Por mais que os remédios estejam se tornando comuns - perigosamente comuns -, é difícil não existir uma culpa com relação a isso. A pessoa deveria ser mais forte. Ela deveria conseguir viver sem ajuda medicamentosa e não consegue. Temos em mente que as gerações anteriores passaram por situações difíceis e nunca tomaram nada. Como se em algum lugar parte dessa força tivesse se perdido. Não somos mais aqueles defendem suas terras a tiros, matam suas próprias galinhas, têm e perdem muitos filhos no parto; como se com a pacificação do dia a dia tivesse ido embora a fibra e a capacidade de superação.
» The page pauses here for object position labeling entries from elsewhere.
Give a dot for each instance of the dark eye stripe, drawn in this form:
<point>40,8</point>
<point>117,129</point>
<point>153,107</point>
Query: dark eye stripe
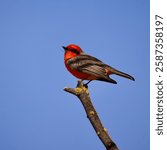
<point>75,51</point>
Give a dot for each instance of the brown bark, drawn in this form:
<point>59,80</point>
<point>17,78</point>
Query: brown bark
<point>83,94</point>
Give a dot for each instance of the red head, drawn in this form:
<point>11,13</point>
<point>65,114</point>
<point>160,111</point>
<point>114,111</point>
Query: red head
<point>71,51</point>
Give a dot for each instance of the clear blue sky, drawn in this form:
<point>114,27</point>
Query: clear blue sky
<point>35,112</point>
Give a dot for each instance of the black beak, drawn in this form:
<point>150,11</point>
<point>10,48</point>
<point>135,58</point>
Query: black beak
<point>64,48</point>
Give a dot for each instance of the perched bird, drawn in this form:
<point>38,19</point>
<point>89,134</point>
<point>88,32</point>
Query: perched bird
<point>86,67</point>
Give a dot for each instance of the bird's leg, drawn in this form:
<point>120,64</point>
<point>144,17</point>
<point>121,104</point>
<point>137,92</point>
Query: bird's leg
<point>86,84</point>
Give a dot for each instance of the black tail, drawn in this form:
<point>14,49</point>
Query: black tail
<point>122,74</point>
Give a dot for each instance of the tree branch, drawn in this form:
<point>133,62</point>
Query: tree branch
<point>83,94</point>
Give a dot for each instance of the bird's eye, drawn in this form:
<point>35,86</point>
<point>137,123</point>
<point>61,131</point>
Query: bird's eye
<point>75,51</point>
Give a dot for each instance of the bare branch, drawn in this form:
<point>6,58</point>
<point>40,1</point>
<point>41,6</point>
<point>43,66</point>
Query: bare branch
<point>83,94</point>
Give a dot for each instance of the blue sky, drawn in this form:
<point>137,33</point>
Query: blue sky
<point>35,112</point>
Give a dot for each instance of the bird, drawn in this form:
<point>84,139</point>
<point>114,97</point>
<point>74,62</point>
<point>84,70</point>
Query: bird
<point>87,67</point>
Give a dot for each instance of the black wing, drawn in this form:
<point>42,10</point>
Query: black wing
<point>90,65</point>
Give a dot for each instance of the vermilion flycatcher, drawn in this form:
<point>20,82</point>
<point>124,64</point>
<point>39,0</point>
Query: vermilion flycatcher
<point>87,67</point>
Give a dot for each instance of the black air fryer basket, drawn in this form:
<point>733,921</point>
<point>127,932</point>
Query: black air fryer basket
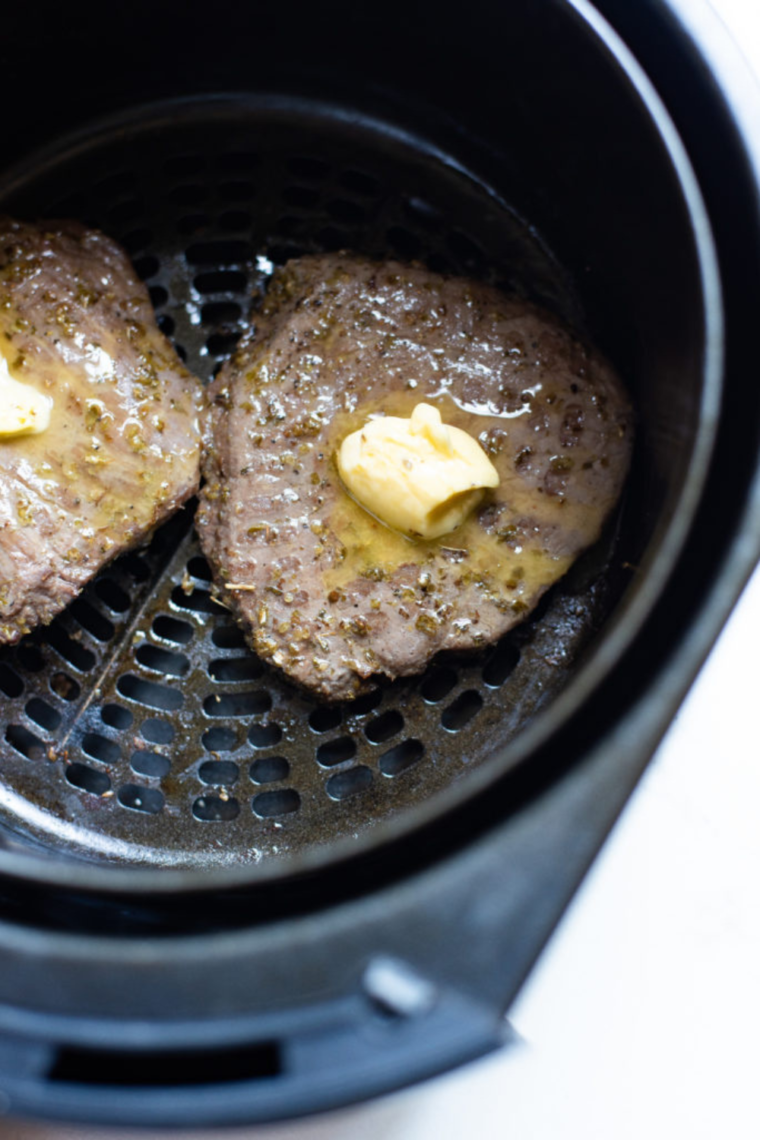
<point>221,901</point>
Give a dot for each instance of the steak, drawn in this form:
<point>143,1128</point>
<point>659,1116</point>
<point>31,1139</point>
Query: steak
<point>122,449</point>
<point>324,589</point>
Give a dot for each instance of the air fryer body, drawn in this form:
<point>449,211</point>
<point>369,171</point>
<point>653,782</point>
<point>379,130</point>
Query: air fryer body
<point>287,943</point>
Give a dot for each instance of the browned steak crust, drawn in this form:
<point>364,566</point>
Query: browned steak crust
<point>122,450</point>
<point>321,588</point>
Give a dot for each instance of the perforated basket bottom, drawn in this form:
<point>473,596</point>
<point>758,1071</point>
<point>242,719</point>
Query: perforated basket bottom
<point>138,727</point>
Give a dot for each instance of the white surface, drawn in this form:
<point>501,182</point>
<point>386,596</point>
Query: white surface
<point>642,1018</point>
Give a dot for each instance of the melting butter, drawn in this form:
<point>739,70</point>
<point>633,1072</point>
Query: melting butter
<point>417,474</point>
<point>23,409</point>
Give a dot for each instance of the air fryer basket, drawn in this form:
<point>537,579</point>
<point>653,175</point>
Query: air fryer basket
<point>222,901</point>
<point>153,734</point>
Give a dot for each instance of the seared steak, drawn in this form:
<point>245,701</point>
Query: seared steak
<point>321,588</point>
<point>122,449</point>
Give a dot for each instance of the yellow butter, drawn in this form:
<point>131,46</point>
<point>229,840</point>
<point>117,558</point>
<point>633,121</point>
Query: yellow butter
<point>419,475</point>
<point>23,409</point>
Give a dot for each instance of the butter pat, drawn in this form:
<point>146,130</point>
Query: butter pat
<point>23,409</point>
<point>419,475</point>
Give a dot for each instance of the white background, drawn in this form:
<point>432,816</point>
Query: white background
<point>643,1017</point>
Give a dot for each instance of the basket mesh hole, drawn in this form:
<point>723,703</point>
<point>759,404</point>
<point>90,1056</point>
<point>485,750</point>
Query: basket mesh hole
<point>403,242</point>
<point>269,770</point>
<point>272,804</point>
<point>116,716</point>
<point>333,238</point>
<point>346,783</point>
<point>42,714</point>
<point>157,732</point>
<point>325,717</point>
<point>158,295</point>
<point>146,267</point>
<point>215,809</point>
<point>188,194</point>
<point>141,799</point>
<point>438,684</point>
<point>152,765</point>
<point>401,757</point>
<point>360,182</point>
<point>264,735</point>
<point>384,726</point>
<point>289,226</point>
<point>239,161</point>
<point>71,651</point>
<point>462,710</point>
<point>235,668</point>
<point>25,742</point>
<point>252,703</point>
<point>500,665</point>
<point>304,196</point>
<point>10,683</point>
<point>336,751</point>
<point>189,225</point>
<point>172,629</point>
<point>237,192</point>
<point>219,253</point>
<point>221,312</point>
<point>235,220</point>
<point>87,779</point>
<point>184,165</point>
<point>345,211</point>
<point>149,693</point>
<point>304,167</point>
<point>100,748</point>
<point>219,772</point>
<point>219,739</point>
<point>65,686</point>
<point>91,620</point>
<point>225,281</point>
<point>222,343</point>
<point>162,660</point>
<point>30,657</point>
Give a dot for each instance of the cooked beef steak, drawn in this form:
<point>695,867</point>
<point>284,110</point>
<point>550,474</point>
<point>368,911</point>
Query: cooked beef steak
<point>122,450</point>
<point>321,588</point>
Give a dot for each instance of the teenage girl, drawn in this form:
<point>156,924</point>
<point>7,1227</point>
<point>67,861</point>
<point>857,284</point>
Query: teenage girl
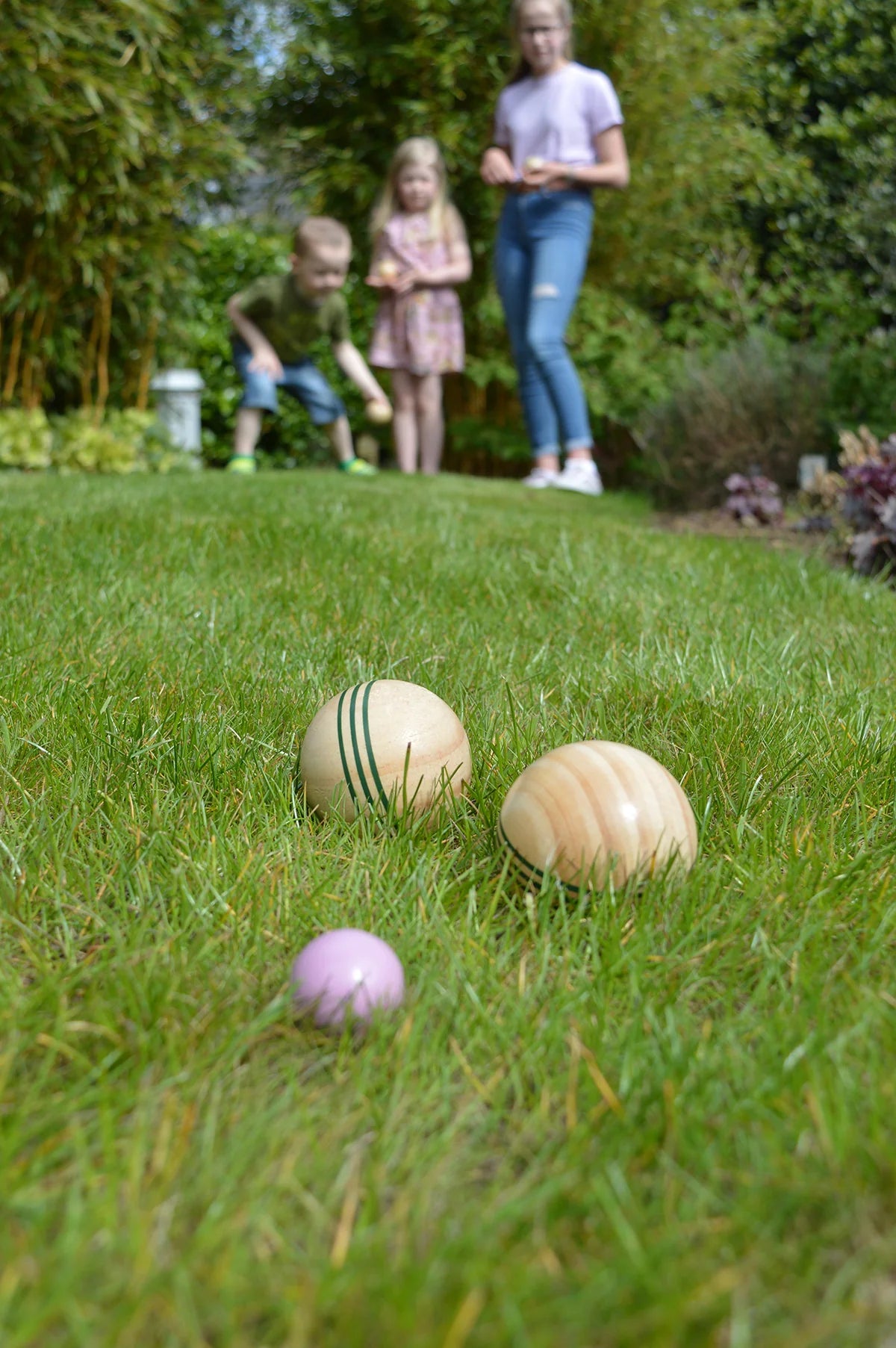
<point>420,255</point>
<point>558,134</point>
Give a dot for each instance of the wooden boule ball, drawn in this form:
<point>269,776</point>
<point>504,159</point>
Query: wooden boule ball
<point>597,810</point>
<point>378,411</point>
<point>385,745</point>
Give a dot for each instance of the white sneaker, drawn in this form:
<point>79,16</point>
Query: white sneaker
<point>542,477</point>
<point>579,475</point>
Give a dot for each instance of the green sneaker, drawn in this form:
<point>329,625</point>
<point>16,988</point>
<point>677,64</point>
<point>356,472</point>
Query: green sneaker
<point>358,468</point>
<point>243,464</point>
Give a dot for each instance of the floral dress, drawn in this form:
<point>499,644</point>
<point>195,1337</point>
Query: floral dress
<point>422,331</point>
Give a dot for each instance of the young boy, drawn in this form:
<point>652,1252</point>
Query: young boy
<point>276,320</point>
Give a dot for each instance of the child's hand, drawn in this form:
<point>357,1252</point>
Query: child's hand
<point>408,279</point>
<point>385,276</point>
<point>266,361</point>
<point>379,410</point>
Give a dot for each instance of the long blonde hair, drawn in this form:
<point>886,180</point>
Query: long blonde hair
<point>564,11</point>
<point>423,152</point>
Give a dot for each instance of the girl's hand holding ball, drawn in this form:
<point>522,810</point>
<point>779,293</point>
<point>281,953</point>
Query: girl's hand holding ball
<point>378,410</point>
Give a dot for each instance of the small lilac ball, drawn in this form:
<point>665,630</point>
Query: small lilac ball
<point>346,969</point>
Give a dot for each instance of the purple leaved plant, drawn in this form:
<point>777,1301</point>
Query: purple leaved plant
<point>869,504</point>
<point>753,497</point>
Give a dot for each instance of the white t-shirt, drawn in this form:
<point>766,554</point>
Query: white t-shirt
<point>557,117</point>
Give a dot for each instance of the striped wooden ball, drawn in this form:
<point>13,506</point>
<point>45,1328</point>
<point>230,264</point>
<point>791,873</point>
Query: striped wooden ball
<point>593,810</point>
<point>380,745</point>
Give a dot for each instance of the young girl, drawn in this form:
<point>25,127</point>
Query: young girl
<point>557,135</point>
<point>420,254</point>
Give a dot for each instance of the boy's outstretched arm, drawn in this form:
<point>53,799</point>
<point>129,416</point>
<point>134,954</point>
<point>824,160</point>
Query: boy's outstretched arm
<point>355,367</point>
<point>264,359</point>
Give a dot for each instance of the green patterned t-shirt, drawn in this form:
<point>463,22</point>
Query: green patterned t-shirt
<point>290,321</point>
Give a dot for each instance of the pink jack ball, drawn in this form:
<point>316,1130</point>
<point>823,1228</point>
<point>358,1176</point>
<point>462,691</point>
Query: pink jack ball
<point>346,972</point>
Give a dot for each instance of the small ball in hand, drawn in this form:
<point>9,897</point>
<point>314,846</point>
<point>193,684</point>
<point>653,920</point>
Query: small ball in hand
<point>378,411</point>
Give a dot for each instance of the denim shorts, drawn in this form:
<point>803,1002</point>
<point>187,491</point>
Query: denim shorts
<point>303,380</point>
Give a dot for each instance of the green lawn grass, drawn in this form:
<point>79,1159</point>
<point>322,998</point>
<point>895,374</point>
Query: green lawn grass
<point>658,1118</point>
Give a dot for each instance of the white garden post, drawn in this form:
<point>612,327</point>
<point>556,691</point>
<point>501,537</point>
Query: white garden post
<point>810,467</point>
<point>178,395</point>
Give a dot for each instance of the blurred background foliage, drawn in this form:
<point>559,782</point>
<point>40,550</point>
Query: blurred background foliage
<point>158,157</point>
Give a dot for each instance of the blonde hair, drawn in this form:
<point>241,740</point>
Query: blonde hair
<point>564,11</point>
<point>418,152</point>
<point>320,232</point>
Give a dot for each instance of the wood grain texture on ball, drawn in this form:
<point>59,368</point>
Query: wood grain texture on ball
<point>385,743</point>
<point>593,810</point>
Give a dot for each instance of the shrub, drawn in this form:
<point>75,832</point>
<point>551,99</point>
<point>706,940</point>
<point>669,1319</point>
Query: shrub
<point>25,438</point>
<point>868,499</point>
<point>753,499</point>
<point>123,442</point>
<point>760,402</point>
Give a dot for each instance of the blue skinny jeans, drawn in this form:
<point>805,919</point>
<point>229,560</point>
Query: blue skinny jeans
<point>539,263</point>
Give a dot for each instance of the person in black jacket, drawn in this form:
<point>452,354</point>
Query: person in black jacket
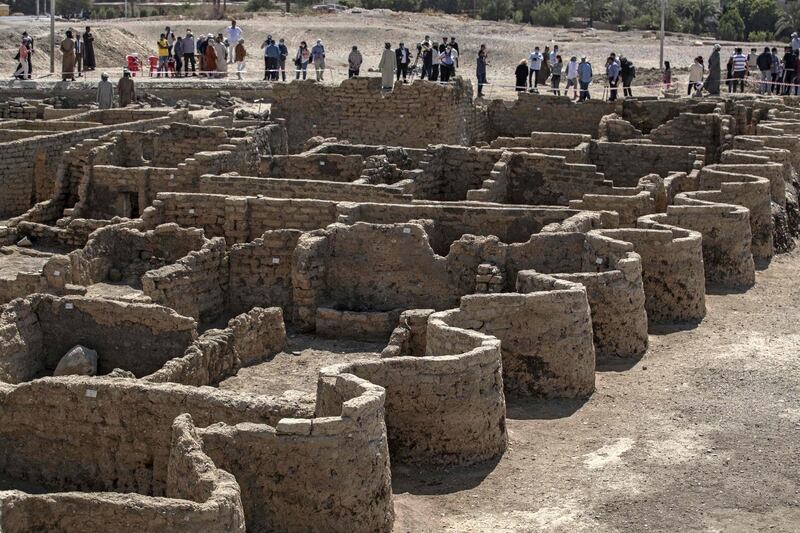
<point>522,76</point>
<point>764,63</point>
<point>403,59</point>
<point>788,68</point>
<point>627,73</point>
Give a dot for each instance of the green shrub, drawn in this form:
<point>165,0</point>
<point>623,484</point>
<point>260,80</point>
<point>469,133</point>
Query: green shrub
<point>731,26</point>
<point>552,13</point>
<point>759,36</point>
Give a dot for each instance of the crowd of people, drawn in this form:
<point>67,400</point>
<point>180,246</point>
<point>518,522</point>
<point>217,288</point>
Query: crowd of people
<point>545,70</point>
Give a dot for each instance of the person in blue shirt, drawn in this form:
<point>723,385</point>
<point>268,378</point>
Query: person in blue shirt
<point>584,78</point>
<point>318,58</point>
<point>284,54</point>
<point>612,71</point>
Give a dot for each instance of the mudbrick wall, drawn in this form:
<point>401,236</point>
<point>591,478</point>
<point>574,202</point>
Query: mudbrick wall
<point>198,497</point>
<point>28,169</point>
<point>278,461</point>
<point>726,238</point>
<point>446,404</point>
<point>359,111</point>
<point>672,271</point>
<point>136,337</point>
<point>545,335</point>
<point>533,112</point>
<point>538,179</point>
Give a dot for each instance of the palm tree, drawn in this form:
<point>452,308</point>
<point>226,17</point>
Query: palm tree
<point>788,20</point>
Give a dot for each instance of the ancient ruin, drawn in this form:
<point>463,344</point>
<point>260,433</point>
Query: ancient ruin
<point>161,266</point>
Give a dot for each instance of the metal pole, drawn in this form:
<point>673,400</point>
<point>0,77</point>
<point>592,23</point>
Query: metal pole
<point>52,36</point>
<point>661,51</point>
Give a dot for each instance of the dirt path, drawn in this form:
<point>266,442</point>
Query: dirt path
<point>507,43</point>
<point>703,433</point>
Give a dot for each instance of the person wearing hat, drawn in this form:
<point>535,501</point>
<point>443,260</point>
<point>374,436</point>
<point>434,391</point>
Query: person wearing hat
<point>188,52</point>
<point>714,72</point>
<point>318,58</point>
<point>354,61</point>
<point>233,34</point>
<point>105,92</point>
<point>403,58</point>
<point>584,78</point>
<point>788,68</point>
<point>68,57</point>
<point>126,90</point>
<point>387,66</point>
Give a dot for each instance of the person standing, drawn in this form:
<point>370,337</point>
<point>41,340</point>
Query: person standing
<point>318,57</point>
<point>68,57</point>
<point>695,76</point>
<point>163,55</point>
<point>126,89</point>
<point>775,71</point>
<point>427,60</point>
<point>572,77</point>
<point>764,64</point>
<point>354,61</point>
<point>627,72</point>
<point>211,57</point>
<point>612,72</point>
<point>557,66</point>
<point>222,56</point>
<point>239,55</point>
<point>177,54</point>
<point>534,64</point>
<point>301,60</point>
<point>105,92</point>
<point>282,59</point>
<point>446,64</point>
<point>233,34</point>
<point>78,54</point>
<point>739,62</point>
<point>89,61</point>
<point>22,58</point>
<point>714,72</point>
<point>584,78</point>
<point>29,42</point>
<point>480,70</point>
<point>521,75</point>
<point>403,59</point>
<point>188,53</point>
<point>387,66</point>
<point>435,62</point>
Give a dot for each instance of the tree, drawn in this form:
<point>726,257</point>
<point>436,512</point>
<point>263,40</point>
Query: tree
<point>788,19</point>
<point>731,25</point>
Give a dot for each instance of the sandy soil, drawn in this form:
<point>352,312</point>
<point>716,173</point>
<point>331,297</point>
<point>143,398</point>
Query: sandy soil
<point>507,43</point>
<point>700,434</point>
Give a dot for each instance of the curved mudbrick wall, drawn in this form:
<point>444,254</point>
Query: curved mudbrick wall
<point>446,406</point>
<point>199,497</point>
<point>672,271</point>
<point>727,257</point>
<point>546,335</point>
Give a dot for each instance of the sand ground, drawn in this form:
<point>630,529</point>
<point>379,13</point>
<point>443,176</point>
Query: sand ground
<point>507,43</point>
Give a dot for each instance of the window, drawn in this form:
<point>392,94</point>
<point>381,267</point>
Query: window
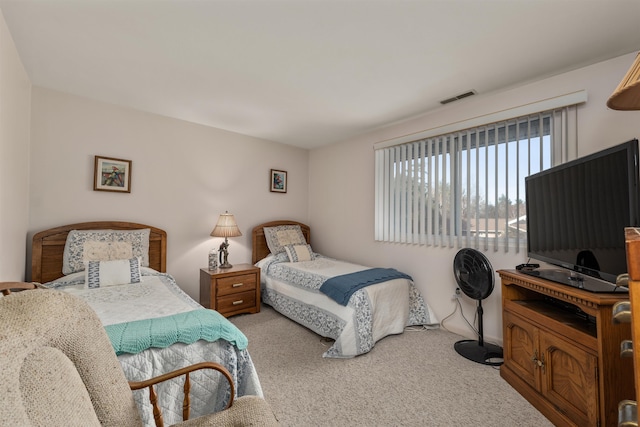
<point>466,188</point>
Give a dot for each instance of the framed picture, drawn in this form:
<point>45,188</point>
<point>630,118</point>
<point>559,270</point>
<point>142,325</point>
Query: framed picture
<point>278,181</point>
<point>112,175</point>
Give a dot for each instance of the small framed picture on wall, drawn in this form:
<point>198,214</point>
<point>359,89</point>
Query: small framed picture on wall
<point>111,174</point>
<point>278,181</point>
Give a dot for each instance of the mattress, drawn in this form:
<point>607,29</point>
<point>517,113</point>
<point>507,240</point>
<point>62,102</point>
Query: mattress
<point>158,295</point>
<point>372,313</point>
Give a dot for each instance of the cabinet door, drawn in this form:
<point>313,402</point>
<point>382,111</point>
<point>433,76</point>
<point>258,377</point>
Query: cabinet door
<point>521,348</point>
<point>570,379</point>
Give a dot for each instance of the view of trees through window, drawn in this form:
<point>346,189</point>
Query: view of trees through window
<point>471,184</point>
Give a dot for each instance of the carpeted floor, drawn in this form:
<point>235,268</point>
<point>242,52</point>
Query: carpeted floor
<point>412,379</point>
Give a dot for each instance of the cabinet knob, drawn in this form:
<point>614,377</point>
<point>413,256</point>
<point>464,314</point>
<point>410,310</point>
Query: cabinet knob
<point>623,280</point>
<point>628,413</point>
<point>626,348</point>
<point>622,312</point>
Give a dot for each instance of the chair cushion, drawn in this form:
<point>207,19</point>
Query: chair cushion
<point>38,321</point>
<point>49,372</point>
<point>245,411</point>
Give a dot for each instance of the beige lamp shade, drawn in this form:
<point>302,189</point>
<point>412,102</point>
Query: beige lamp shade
<point>226,226</point>
<point>627,94</point>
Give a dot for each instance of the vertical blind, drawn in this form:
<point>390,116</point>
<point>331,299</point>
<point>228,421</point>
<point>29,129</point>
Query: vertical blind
<point>466,188</point>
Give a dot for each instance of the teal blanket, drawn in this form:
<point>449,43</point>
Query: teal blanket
<point>201,324</point>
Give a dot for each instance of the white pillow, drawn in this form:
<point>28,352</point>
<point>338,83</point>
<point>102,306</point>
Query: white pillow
<point>299,253</point>
<point>104,245</point>
<point>99,274</point>
<point>280,236</point>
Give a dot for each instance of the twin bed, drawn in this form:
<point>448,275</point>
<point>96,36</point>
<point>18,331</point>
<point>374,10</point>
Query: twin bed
<point>146,299</point>
<point>119,268</point>
<point>295,283</point>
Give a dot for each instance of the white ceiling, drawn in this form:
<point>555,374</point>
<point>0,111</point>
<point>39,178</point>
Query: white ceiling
<point>308,72</point>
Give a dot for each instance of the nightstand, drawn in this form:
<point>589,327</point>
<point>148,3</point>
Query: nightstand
<point>231,291</point>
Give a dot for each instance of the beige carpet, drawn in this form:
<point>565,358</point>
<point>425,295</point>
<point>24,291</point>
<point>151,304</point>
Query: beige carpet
<point>412,379</point>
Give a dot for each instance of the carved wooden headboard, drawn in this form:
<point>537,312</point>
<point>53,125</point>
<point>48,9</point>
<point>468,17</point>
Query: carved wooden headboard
<point>48,247</point>
<point>259,242</point>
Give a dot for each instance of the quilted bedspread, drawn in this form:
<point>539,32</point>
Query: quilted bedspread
<point>159,295</point>
<point>372,312</point>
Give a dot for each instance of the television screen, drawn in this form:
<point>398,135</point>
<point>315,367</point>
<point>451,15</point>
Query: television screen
<point>577,213</point>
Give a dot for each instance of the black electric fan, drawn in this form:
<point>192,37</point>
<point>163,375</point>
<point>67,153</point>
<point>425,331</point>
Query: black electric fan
<point>476,279</point>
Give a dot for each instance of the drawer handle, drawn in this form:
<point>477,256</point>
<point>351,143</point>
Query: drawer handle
<point>622,312</point>
<point>627,413</point>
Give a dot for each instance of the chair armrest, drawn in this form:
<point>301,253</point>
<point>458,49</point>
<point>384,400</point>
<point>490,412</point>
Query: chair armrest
<point>7,287</point>
<point>186,406</point>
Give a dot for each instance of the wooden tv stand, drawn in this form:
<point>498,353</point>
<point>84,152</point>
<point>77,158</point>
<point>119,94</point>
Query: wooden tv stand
<point>562,350</point>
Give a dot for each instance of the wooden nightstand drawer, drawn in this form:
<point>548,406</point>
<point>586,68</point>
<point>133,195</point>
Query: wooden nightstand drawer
<point>232,290</point>
<point>236,302</point>
<point>235,284</point>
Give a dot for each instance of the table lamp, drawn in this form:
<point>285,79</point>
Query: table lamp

Só que Ana Terra - por mais realista e simbólica que ela seja - é apenas um personagem de ficção, uma suposição de um autor contemporâneo. Uma história semelhante escrita naquela época revelaria outros aspectos. O interessante de ler livros escritos em séculos passados é justamente o que é revelado sem que os autores tenham consciência: os costumes do dia a dia, as rotinas, as reações, o que há de mais prosaico, a leitura que as pessoas fazem da sua realidade. Eu notei algo lendo Charles Dickens, que também está presente em Jane Austen, que seria "a grande doença". Depois de ficarem ricos e pobres, tomarem decisões difíceis e quase morrerem, comumente os personagens de Dickens caem doentes. Em Jane Austen, as mocinhas caem doentes depois de serem seduzidas por rapazes nobres e finalmente perceberem que eles não querem casar. Tanto num caso como no outro, os personagens ficam à beira da morte, fracos, delirantes. As pessoas à sua volta não sabem se eles serão capazes de sobreviver a tudo que passaram. É claramente uma maneira de digerir o que viveram, uma pausa para se acostumarem à sua nova realidade.

Antigamente as pessoas não tomavam antidepressivos, mas adoeciam e ficavam de luto. Hoje em dia tendemos a pensar no costume das mulheres de vestirem preto na viuvez como uma simples limitação. Como se toda viúva se sentisse como Scarllet O´Hara com vontade de participar do baile - a mesma Scarllet que, muitas páginas depois, adoece gravemente quando perde a filha. Os costumes relativos ao luto e às perdas não seriam tão duradouros se não fizessem sentido para os envolvidos. Mais do que vestir preto e adotar certas atitudes, antes havia um reconhecimento maior da dor e da necessidade de atender essa dor. Para atender a dor, era preciso tempo. Não se esperava que a pessoa passasse por situações penosas e na semana seguinte estivesse útil e sorridente de novo. Nem Ana Terra seria capaz disso sem tomar umas bolinhas.

Um comentário:

  1. Maravilhoso. Grande percepção histórica e antropológica. Além da ótima escrita!